Iceland/Greenland 2018 travel blog

The Sea Spirit at dock in Sisimiut

Entrance to the old town (museum) in Sisimiut

Sled dogs outside town

Kayak demo

Kayaker rolling

Our cabin on Sea Spirit


Our trip began with a tour of Sisimiut, the second-largest town in Greenland, with 5600 residents (i.e., about Clinton, NY, size). It feels like a small fishing village. It is about 40 km above the Arctic Circle, and is the northernmost year-round ice-free port. Passengers were divided into groups based on language. Our guide to Sisimiut was Evie, a young woman from the town.

Evie pointed out an artists’ workshop near the pier, then led us up the hill, through a whale-jawbone arch to the old town, which is now a museum, with a church dating from 1775, an administrative building, a store, and a turf house. Now they are all part of the museum.

The earliest settlements still surviving in Greenland were by Inuit from Canada beginning in the 13th century. Vikings began European settlement soon after in Southern Greenland. Because the Inuit could not read Norse language, early buildings were color coded: blue for church, red for store or administrative, etc. Although the coding is no longer necessary, Greenlandic towns continue to be colorful.

Our tour continued up the hill past a dog park, where sled dogs are kept, outside of town. Each one is staked and chained so it cannot reach the others. These dogs are working dogs, not pets, and can be dangerous to people and each other just as people can be dangerous to them.

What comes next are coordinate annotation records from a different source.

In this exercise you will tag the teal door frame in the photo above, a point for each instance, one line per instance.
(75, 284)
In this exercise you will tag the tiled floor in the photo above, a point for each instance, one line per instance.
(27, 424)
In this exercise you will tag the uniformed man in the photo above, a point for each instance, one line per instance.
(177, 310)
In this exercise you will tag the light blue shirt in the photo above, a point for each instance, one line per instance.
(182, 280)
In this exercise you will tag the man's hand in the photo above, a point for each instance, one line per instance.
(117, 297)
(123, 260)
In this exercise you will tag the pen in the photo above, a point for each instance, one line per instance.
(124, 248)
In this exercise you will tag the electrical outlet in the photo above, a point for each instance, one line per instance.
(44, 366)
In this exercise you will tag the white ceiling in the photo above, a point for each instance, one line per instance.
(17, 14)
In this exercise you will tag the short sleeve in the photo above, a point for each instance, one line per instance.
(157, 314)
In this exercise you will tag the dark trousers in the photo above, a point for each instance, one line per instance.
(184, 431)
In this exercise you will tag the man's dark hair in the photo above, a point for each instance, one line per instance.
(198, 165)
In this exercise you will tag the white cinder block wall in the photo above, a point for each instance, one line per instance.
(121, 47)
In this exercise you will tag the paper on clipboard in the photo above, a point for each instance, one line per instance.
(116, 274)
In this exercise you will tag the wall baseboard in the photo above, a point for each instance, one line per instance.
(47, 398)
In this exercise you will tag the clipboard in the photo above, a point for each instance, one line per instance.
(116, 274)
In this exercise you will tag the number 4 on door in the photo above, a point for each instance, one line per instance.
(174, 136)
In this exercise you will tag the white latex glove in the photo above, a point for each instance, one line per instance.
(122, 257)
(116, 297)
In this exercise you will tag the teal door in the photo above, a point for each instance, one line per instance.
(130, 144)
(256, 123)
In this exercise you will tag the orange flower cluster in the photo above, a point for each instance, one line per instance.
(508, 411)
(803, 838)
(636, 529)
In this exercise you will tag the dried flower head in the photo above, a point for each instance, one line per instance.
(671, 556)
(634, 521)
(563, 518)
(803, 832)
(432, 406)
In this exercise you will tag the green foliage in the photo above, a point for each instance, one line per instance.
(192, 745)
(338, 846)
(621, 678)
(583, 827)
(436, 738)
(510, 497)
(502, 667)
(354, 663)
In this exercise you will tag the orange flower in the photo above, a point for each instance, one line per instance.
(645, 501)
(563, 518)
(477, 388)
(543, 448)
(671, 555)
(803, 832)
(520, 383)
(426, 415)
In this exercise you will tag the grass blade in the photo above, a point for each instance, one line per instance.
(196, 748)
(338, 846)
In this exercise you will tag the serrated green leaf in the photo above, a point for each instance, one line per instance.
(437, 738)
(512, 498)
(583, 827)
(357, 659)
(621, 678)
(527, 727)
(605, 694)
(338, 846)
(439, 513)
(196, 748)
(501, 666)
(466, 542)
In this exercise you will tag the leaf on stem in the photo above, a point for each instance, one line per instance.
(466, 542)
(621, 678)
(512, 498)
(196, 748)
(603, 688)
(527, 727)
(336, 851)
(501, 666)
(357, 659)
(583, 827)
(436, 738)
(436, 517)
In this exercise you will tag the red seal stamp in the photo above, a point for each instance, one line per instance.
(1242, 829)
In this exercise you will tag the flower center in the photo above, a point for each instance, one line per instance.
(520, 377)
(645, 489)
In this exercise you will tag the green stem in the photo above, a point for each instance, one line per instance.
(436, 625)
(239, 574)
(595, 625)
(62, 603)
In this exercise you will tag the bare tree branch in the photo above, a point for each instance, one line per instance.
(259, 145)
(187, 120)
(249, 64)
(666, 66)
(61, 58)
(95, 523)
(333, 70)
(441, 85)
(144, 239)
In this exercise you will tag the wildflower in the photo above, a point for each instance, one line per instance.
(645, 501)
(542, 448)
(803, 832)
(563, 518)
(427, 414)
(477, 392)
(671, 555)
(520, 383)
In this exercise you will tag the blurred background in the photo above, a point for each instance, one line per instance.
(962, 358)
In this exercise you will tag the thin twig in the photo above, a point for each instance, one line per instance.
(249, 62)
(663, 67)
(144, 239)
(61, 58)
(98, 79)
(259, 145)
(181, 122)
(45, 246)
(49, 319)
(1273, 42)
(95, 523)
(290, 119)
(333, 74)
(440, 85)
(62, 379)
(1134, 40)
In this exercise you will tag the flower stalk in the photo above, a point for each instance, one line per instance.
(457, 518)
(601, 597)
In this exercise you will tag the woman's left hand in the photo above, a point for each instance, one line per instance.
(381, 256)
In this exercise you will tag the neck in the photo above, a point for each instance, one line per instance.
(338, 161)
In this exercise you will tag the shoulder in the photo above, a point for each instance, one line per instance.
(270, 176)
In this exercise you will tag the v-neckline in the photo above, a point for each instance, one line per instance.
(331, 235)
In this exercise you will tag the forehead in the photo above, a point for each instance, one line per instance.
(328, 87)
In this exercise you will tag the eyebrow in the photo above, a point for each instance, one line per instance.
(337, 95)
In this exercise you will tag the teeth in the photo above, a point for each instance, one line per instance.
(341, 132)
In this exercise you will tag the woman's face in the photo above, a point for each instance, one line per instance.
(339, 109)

They do have enough chain (several feet) so they can move around. Most were just sleeping on the bare ground. We were warned not to interact with them; if a dog bites a person, the dog is killed.

Evie also pointed out a couple of schools, the cemetery, and the city hall. Then we had some time to wander on our own. I think Sisimiut has both primary and secondary schools. The only university in Greenland is in Nuuk, the capital. I stopped in a bank and got some Danish Kroner, which I never really needed. I also went into a grocery store but did not buy anything.

Heading back down toward the ship, I browsed the museum, which included settlement history, tools, relics, and local art. I also stopped in the artists’ workshop near the harbor, but did not buy anything there, either. Various crafts were displayed for sale, including carvings of walrus and reindeer bone. I later found out they can legally sell walrus and whale carvings, but we cannot legally import them into the US.

Back on board, the afternoon included lunch, a little hand laundry in the bathroom, and a welcome meeting with the Expedition Leader and Hotel Director, followed by a safety drill, for lifejackets, zodiac safety, and lifeboats.

Before we left port, a local kayaker gave us a 15-20 minute performance of kayaking skills beside the ship, demonstrating many rolls in his kayak. Mind you, there were icebergs floating in that water.

After we left port, the Captain’s welcome meeting and reception was followed by a recap of the day and briefing on tomorrow. The recap and briefing was repeated before dinner each day. Dinner was at 7:30 (this was okay, because we always had “tea” at 4 pm, with sandwiches and desserts). Dinner was the only meal where we sat, ordered from a menu, and the meal was served to us. But it was open seating, so we could choose whom to sit with. Breakfast and lunch were buffet-style.

After dinner we returned to our cabin for the night. Oh, yes, our cabin. It was big, with a king bed near the portholes, which could be covered with heavy drapes to darken it. The sky never darkened (we were already north of the Artic Circle!). A curtain could separate the sleeping area from a sitting area with a couch and a big TV, a mini fridge, and dresser. A closet was opposite the bathroom, and a desk was in the part with the bed. I’ve been in motel and hotel rooms that were much smaller. Quite a change from our Galaxy Hostel pod.